Just finished reading Execution (which you may have noticed already if you've been following me on Shelfari). And the verdict? Not so good.

I had to read Execution for work, otherwise I probably wouldn't have finished it. It brought to mind a great article I read in 2006 in the Atlantic Monthly (thank you Mike Lawton for turning me on to that excellent magazine), called "The Management Myth." I quote Matthew Stewart:
According to my scientific sampling, you can save yourself from reading about 99 percent of all the management literature once you master this dialectic between rationalists and humanists. The Taylorite rationalist says: Be efficient! The Mayo-ist humanist replies: Hey, these are people we’re talking about!

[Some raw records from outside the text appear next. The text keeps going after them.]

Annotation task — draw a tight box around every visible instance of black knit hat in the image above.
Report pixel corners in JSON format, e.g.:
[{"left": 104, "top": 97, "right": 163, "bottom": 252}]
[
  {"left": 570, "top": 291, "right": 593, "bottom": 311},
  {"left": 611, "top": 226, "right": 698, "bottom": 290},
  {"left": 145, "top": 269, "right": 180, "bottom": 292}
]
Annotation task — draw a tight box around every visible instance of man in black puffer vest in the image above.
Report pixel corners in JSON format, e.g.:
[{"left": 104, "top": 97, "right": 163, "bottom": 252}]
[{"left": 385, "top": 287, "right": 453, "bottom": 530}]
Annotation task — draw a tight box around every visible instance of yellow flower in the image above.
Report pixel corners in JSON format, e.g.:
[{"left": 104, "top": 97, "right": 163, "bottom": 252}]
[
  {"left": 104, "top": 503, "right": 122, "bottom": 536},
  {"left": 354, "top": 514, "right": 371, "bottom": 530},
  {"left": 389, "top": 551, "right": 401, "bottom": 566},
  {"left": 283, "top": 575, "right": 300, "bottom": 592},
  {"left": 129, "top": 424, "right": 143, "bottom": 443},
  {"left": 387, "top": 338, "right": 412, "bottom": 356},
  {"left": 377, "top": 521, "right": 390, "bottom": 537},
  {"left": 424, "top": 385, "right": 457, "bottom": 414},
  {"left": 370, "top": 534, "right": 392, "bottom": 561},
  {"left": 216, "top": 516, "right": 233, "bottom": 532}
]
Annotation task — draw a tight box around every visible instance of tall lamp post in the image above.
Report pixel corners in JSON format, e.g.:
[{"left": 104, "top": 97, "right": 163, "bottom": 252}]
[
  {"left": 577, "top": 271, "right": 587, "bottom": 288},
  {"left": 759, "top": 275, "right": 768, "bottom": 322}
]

Execution belongs in the rationalist camp, the idea being that you can't just be a management-strategy guy, you actually have to make sure that stuff gets done. I never would have thought of that. I'm not saying that I, as a manager, couldn't do better at that particular aspect of my job (who of us couldn't?); I'm just saying that I didn't get much out of this book except the impression that the CEO contributors seem pretty pompous (yeah, I have no doubt that employees are carrying your handwritten notes of criticism around and showing them to their colleagues because they're so starstruck to have them from you, from you!) and the feeling that the authors maybe put too much emphasis on the somewhat controversial Six Sigma thing.